P.S. One night I sat at the bay window of the boarding house looking out for my parents return from “the dancing” only to see my Mum sitting on the roof rack of our Morris Minor, accompanied by some young chap, car driven by my Dad (no doubt, in a very non-PC way having quoffed a few pints). Now you know where Kirsty and I get our occasional bad behaviour from...

7 boats moored

  1. I love this, I love love love. It reminds me so much of the tales my mother told of her growing up as a kid in Cornwall (the entire opposite end of the country to you!). When I have kids I want to take them to the British coast, I want to take them camping, I want them to learn to love their country rather than teaching them that summer is only something to be had "abroad".

    ReplyDelete
  2. Awesome post! I think Kirsty should start running a weekly or bi-weekly mum column. You're posts are too fab.

    ReplyDelete
  3. Love this. my gran tells similar stories of dunoon. although it all sounds very similar to my 1980s holidays to nairn, so maybe scotland doesn't change that much? so sad so many outdoor pools have closed. i would have loved to have taught my own blue-lipped children how to swim whilst shivering violently...

    ReplyDelete
  4. Dear Sis, not only were you there every summer till you were ten but also the summer before you were born!In the group photo the girl behind me eating the ice cream was Joyce Henry..how's that after 62 yrs! The rest of the group I have no idea.
    You are so right in saying the summers were better then we maybe only had one wet day during the two weeks and often we just played on the beach regardless....Happy Days xx

    ReplyDelete
  5. Fabulous post. We live in Shropshire, and North Berwick is our favourite seaside town. xx

    ReplyDelete
  6. Lovely post. I live in the US, but visited North Berwick for a portion of one day in 2010 with a group of readers of the author D. E. Stevenson, who set one of her books, The Young Mrs.

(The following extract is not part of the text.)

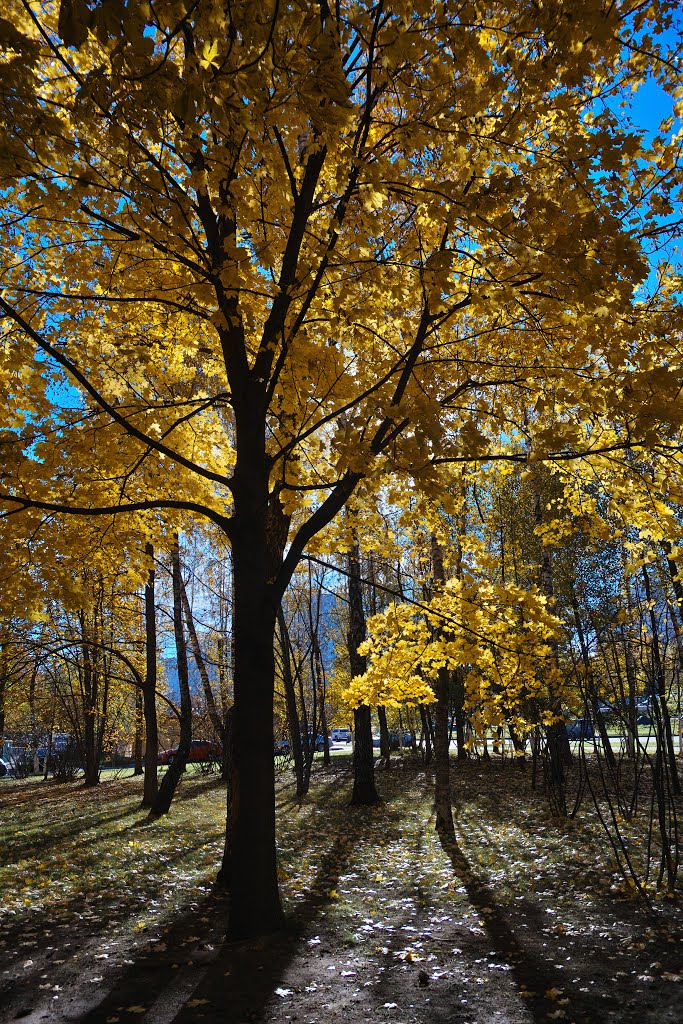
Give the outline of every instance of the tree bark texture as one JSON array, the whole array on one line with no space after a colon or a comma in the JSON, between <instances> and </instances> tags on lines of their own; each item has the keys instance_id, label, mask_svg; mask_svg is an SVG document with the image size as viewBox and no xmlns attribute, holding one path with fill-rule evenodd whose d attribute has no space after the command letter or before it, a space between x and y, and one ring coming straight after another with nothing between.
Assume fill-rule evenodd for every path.
<instances>
[{"instance_id":1,"label":"tree bark texture","mask_svg":"<svg viewBox=\"0 0 683 1024\"><path fill-rule=\"evenodd\" d=\"M300 800L306 795L308 785L304 777L304 753L301 748L299 731L299 713L296 706L294 675L292 673L292 652L289 641L289 630L282 605L277 612L280 649L282 651L282 682L285 689L285 707L287 708L287 726L289 729L289 749L294 761L294 777L296 779L296 795Z\"/></svg>"},{"instance_id":2,"label":"tree bark texture","mask_svg":"<svg viewBox=\"0 0 683 1024\"><path fill-rule=\"evenodd\" d=\"M183 583L182 577L180 580L180 596L183 602L183 611L185 613L185 625L187 626L187 635L190 638L190 647L192 649L192 657L195 660L197 670L199 672L199 678L202 681L202 690L204 691L204 700L206 701L206 710L209 713L209 719L213 727L213 731L216 736L216 740L221 745L221 749L225 747L225 723L221 718L218 708L216 707L216 701L214 699L213 690L211 689L211 680L209 679L209 673L204 661L204 655L202 654L202 648L199 643L199 637L197 636L197 630L194 624L194 616L192 614L192 608L190 601L187 596L187 590Z\"/></svg>"},{"instance_id":3,"label":"tree bark texture","mask_svg":"<svg viewBox=\"0 0 683 1024\"><path fill-rule=\"evenodd\" d=\"M361 676L366 663L358 648L365 640L365 613L360 580L360 551L354 543L348 557L349 576L349 633L347 637L349 666L352 676ZM361 705L353 713L353 793L352 804L376 804L379 795L375 788L375 760L372 750L372 716L368 705Z\"/></svg>"},{"instance_id":4,"label":"tree bark texture","mask_svg":"<svg viewBox=\"0 0 683 1024\"><path fill-rule=\"evenodd\" d=\"M382 760L388 764L391 758L391 744L389 742L387 709L383 704L377 706L377 718L379 719L379 753Z\"/></svg>"},{"instance_id":5,"label":"tree bark texture","mask_svg":"<svg viewBox=\"0 0 683 1024\"><path fill-rule=\"evenodd\" d=\"M666 703L666 680L664 676L664 665L659 647L659 633L657 631L657 616L652 604L652 588L650 586L650 575L646 566L643 566L643 583L645 585L645 597L649 607L650 631L652 633L652 677L653 690L652 704L655 712L655 720L658 725L657 744L665 744L668 754L668 769L671 776L671 788L676 796L681 793L681 780L678 777L676 766L676 750L674 747L673 734L671 732L671 717Z\"/></svg>"},{"instance_id":6,"label":"tree bark texture","mask_svg":"<svg viewBox=\"0 0 683 1024\"><path fill-rule=\"evenodd\" d=\"M435 586L443 587L446 576L443 553L437 538L432 534L432 570ZM439 669L434 691L436 694L434 729L434 810L436 831L440 836L455 836L453 809L451 805L451 757L449 749L448 712L450 705L450 676L448 668Z\"/></svg>"},{"instance_id":7,"label":"tree bark texture","mask_svg":"<svg viewBox=\"0 0 683 1024\"><path fill-rule=\"evenodd\" d=\"M534 495L534 519L537 526L543 523L543 504L541 485L538 479L538 472L534 470L531 474L531 484ZM553 585L553 569L550 560L550 552L545 544L541 543L541 557L538 567L539 584L543 594L552 601L555 592ZM559 665L559 650L557 641L551 640L550 647L553 652L553 661ZM566 778L565 767L571 764L572 755L569 746L569 737L562 717L562 707L552 688L548 687L548 702L550 710L556 716L556 721L549 725L546 730L548 740L548 795L552 806L557 813L565 816L567 813L566 799Z\"/></svg>"},{"instance_id":8,"label":"tree bark texture","mask_svg":"<svg viewBox=\"0 0 683 1024\"><path fill-rule=\"evenodd\" d=\"M183 630L182 580L180 578L180 547L176 537L171 549L171 577L173 581L173 636L175 639L178 688L180 690L180 739L178 752L161 780L159 791L150 807L149 819L168 814L176 787L185 771L192 743L192 700L187 666L187 646Z\"/></svg>"},{"instance_id":9,"label":"tree bark texture","mask_svg":"<svg viewBox=\"0 0 683 1024\"><path fill-rule=\"evenodd\" d=\"M157 619L154 571L154 548L149 541L145 554L150 559L149 574L145 584L145 681L142 690L142 710L145 718L145 775L143 782L142 806L151 807L159 789L157 756L159 754L159 732L157 725Z\"/></svg>"},{"instance_id":10,"label":"tree bark texture","mask_svg":"<svg viewBox=\"0 0 683 1024\"><path fill-rule=\"evenodd\" d=\"M233 387L234 511L226 524L233 561L235 658L232 798L223 877L230 894L228 935L282 927L275 848L273 698L278 584L289 520L269 492L265 391L258 374L236 371Z\"/></svg>"},{"instance_id":11,"label":"tree bark texture","mask_svg":"<svg viewBox=\"0 0 683 1024\"><path fill-rule=\"evenodd\" d=\"M133 742L133 775L142 775L142 693L135 691L135 740Z\"/></svg>"},{"instance_id":12,"label":"tree bark texture","mask_svg":"<svg viewBox=\"0 0 683 1024\"><path fill-rule=\"evenodd\" d=\"M605 725L605 717L598 707L598 695L595 686L595 679L593 677L593 670L591 668L590 657L588 654L588 644L586 643L586 634L584 633L583 623L581 621L581 611L579 609L579 602L574 591L574 587L570 583L569 599L574 612L574 623L576 625L576 634L579 638L579 646L581 648L581 660L583 662L583 670L585 677L586 693L585 699L591 709L591 715L595 724L598 727L600 734L600 742L602 743L602 749L605 754L605 760L607 761L610 768L616 768L617 759L614 756L612 750L612 744L610 743L609 736L607 734L607 726Z\"/></svg>"}]
</instances>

Savage, in a thinly disguised North Berwick. You sound like your holidays there were much like those of the Savage's. (And of D. E. Stevenson herself, who spent summers there with others of her Stevenson cousins. They were the family involved in the building of so many lighthouses, including the one on Bass Rock.)

    ReplyDelete
  7. Hi: I came across your page while reminiscing about rock pools and holidays in North Berwick. I too spend childhood summers in the swimming and paddling pools. I remember not being able to get into the pool while the tide was out and they changed the water, at which time I went hunting in the rock pools, diving [jumping] from the spring board and the first freezing plunge into the water. We stayed in the Tantalon Caravan Park which I see on Google is still there even if the pool has gone.
    I remember many days of rain and wind but, like you said, we played on the beach anyway, only going indoors when the rain was really heavy. I think your right summers were better then, but only because we had few expectations and were happy with the small extras which we saw as treats. I know my children were the same as I could not afford to take them abroad, and my 7 year old grand daughter is the same today. To her the different activities and time spent with her family are the adventures and treats.